Nota del autor: Los nombres de ciudades pueden o no sustituir otros nombres.
Guanajuato y Zacatecas se parecen muchísimo. Viejas ciudades coloniales, mineras, asentadas entre cerros las dos. Creo, inclusive, que fueron fundadas en el mismo año, con el mismo protocolo y título.

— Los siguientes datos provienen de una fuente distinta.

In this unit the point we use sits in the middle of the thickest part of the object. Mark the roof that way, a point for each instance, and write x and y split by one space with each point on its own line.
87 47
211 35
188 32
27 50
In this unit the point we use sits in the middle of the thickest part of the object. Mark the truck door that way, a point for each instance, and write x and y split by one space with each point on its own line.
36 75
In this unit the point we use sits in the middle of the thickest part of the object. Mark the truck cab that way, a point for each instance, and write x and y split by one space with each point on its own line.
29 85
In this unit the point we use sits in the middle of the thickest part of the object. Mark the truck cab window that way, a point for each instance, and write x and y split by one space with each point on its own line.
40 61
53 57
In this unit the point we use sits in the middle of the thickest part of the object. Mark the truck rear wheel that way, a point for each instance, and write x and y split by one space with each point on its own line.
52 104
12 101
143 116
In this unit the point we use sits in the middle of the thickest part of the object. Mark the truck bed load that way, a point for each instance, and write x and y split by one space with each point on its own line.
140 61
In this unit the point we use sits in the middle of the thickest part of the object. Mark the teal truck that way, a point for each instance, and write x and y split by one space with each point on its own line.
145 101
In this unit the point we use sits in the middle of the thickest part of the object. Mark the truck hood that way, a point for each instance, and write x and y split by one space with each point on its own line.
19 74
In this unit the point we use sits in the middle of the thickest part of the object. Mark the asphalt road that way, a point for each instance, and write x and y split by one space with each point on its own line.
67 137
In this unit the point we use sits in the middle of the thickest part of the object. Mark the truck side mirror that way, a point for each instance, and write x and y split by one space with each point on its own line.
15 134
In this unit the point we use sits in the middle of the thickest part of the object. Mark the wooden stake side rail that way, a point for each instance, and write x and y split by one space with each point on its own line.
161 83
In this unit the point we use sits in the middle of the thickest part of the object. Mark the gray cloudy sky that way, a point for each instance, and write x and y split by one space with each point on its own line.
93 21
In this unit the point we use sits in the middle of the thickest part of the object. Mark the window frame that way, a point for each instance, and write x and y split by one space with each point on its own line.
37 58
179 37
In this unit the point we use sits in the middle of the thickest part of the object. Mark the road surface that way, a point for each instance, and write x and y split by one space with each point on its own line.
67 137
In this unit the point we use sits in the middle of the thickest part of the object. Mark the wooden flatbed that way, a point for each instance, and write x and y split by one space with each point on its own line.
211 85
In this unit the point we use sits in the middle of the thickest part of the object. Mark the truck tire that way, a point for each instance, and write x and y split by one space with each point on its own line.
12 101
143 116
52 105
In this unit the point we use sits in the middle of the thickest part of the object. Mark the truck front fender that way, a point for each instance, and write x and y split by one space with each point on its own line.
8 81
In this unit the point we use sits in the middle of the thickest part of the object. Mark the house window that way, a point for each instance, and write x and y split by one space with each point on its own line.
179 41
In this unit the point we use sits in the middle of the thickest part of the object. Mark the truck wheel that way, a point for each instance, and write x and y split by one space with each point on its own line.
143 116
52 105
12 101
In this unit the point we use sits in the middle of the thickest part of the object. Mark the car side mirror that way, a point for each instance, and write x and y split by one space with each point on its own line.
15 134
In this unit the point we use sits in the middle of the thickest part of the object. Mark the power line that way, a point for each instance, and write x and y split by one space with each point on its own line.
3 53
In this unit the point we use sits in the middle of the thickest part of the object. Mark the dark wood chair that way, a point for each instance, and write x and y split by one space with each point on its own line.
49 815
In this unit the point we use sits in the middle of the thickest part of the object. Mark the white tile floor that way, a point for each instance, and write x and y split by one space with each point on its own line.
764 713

Las ciudades, los lugares, tienen que ver siempre con las personas que hay ahí; (a quienes se conoce apenas, a quienes se visita) pero recién se me ocurrió que quizá sean las ciudades también personas en sí mismas. Tienen modos de recibir y carácter diferentes, se alimentan, crecen, huelen, te hacen sentir distinto cuando las dejas y te vuelves a casa, ordenan las cosas cada una según sus propios criterios. Si las pierdes de vista por un tiempo, cuando las encuentras de nuevo han cambiado y has cambiado, pero sigue todo en esencia siendo lo mismo. Como con la gente.
Siendo así, Guanajuato es mi guapo amigo fiestero y cercano, del que te enamoraste en secreto tantas veces, al que adoras pero no puedes ver cada finde porque se haría horrible todo. Y Zacatecas debe ser el exnovio que besa tan bien que no importa nada más. El de los recuerdos entrañables por viejos, y la relación atormentada de la que eventualmente te permites un revolcón de esos de toda la madrugada, con todo y mañanero.
Y bueno, fuí a Zacatecas éste finde.